Gute Nachricht für einen Adliswiler: Das Obergericht hat ihn vom Vorwurf der Köperverletzung freigesprochen.

Von Attila Szenogrady Adliswil – Das Obergericht hat den Schreiner und ehemaligen Abwart freigesprochen, weil es die beiden Belastungszeugen als parteiisch einstufte und die Geschädigte widersprüchliche Aussagen gemacht hatte. Im letzten Juli hatte das Bezirksgericht Zürich den 52-Jährigen zu einer bedingten Geldstrafe von 120 Tagessätzen zu 20 Franken verurteilt worden. Der eingeklagte Vorfall geht auf den 19. Februar 2010 zurück. Damals arbeitete der Beschuldigte als Abwart auf einem Areal in Leimbach. Als eine Automobilistin mit einem teuren Mercedes vorfuhr und diesen neben Occasionsautos abstellte, wurde er misstrauisch. Er fotografierte das Fahrzeug. Worauf die heute 37-jährige Frau zu ihrem Handy griff und den Angeklagten ablichtete. Kurz darauf kam es zwischen den beiden zu einem heftigen Streit. Was dann passierte, ist unklar: Gemäss Anklage verliess die an Krücken gehende Innerschweizerin ihren Wagen und wollte vom Adliswiler wissen, was los sei. Worauf er ihr mit seiner Faust gegen die Schläfe geschlagen, sie an den Haaren gerissen und ihren kleinen Finger nach hinten gebogen haben soll.Der Abwart beteuerte vor dem Bezirksgericht seine Unschuld. Die Frau sei wie eine Furie auf ihn losgegangen. Und er bezeichnete die Belastungszeugen – zwei Punks – als gekauft. Das Bezirksgericht kam aber zu einem Schuldspruch. Das Obergericht hat diesen Schuldspruch nun aufgehoben. Im Vordergrund stand dabei die Rolle der Belastungszeugen.

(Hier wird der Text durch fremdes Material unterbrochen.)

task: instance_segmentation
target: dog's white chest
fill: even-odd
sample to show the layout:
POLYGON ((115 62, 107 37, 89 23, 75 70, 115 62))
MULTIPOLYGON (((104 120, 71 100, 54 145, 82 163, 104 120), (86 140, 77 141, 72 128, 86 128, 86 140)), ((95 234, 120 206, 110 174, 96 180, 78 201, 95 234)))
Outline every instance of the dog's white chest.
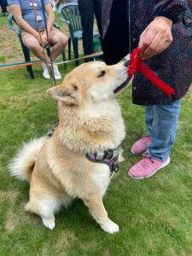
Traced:
POLYGON ((97 167, 95 168, 95 172, 91 175, 93 182, 99 187, 102 195, 110 182, 109 172, 109 167, 107 165, 97 164, 97 167))

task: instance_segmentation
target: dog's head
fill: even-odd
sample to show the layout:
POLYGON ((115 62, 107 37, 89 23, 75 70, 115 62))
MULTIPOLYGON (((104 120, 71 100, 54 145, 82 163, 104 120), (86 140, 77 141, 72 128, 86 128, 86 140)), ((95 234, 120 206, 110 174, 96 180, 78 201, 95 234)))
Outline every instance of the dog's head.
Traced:
POLYGON ((125 90, 128 82, 124 62, 107 66, 104 62, 93 61, 74 68, 61 84, 49 89, 47 94, 66 105, 102 103, 125 90))

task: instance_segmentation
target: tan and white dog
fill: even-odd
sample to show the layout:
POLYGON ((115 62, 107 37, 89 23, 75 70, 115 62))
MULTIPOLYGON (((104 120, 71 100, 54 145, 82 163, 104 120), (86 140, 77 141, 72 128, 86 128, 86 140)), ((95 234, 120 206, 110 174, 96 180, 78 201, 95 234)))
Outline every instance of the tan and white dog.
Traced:
POLYGON ((125 125, 115 97, 127 84, 123 62, 107 66, 94 61, 76 67, 61 84, 47 90, 58 101, 59 125, 51 137, 25 144, 9 169, 11 175, 30 182, 25 209, 40 215, 49 229, 55 227, 55 212, 78 197, 103 230, 119 231, 102 203, 109 167, 85 154, 116 148, 124 139, 125 125))

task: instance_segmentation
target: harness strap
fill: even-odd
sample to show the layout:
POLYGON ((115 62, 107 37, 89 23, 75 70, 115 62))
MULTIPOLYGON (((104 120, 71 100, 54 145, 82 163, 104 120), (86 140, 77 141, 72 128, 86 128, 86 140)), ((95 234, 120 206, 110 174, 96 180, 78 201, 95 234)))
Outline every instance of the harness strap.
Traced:
POLYGON ((108 165, 110 170, 110 177, 113 172, 119 171, 119 157, 122 151, 120 146, 114 149, 105 150, 102 154, 86 154, 85 157, 93 163, 108 165))

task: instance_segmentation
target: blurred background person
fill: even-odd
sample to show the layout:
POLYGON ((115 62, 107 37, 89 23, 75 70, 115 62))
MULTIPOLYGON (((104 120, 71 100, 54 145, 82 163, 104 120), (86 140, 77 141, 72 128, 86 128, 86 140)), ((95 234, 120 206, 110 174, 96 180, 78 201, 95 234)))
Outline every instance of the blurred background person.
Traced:
MULTIPOLYGON (((79 9, 83 26, 83 47, 84 55, 94 53, 93 49, 93 26, 94 15, 102 38, 102 0, 78 0, 79 9)), ((87 58, 85 61, 91 61, 93 58, 87 58)))

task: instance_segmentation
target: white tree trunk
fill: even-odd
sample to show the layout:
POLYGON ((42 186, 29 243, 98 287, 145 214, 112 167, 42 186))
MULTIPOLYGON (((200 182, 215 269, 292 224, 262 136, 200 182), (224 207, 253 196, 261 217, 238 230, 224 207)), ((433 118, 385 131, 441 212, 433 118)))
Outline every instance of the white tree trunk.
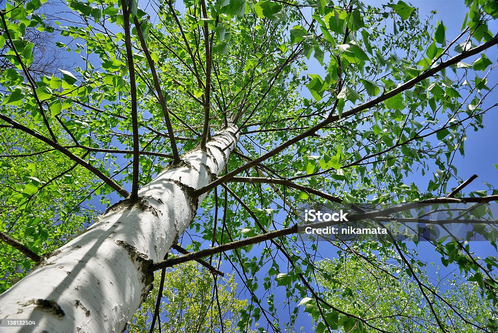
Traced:
POLYGON ((0 320, 37 327, 0 332, 121 332, 152 287, 150 264, 163 259, 195 215, 192 191, 223 170, 238 136, 231 125, 139 192, 113 206, 84 233, 44 259, 0 296, 0 320))

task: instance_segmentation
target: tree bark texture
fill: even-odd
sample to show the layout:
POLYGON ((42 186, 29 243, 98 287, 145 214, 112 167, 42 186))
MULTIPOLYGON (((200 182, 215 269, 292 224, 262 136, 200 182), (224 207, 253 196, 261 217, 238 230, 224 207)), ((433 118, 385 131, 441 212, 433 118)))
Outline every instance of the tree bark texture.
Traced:
POLYGON ((152 287, 162 260, 195 216, 195 190, 224 169, 238 139, 234 125, 217 132, 143 187, 135 200, 109 208, 85 231, 44 258, 0 296, 0 321, 38 326, 7 332, 121 332, 152 287))

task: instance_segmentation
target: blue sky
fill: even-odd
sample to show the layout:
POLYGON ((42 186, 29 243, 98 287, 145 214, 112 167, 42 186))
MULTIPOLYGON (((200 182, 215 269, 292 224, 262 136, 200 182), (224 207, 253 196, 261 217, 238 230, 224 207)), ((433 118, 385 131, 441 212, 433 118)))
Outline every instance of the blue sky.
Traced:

So hatten die Hausbesetzer den Abwart um die Zeit des Vorfalls herum ebenfalls attackiert und zusammengeschlagen. Die beiden wurden wegen Körperverletzung verurteilt. Die Geschädigte machte widersprüchliche Aussagen. Zuerst hatte sie gesagt, an der Schläfe getroffen worden zu sein. Danach erklärte sie, dass sie einen Schlag gegen den Kiefer erhalten hätte.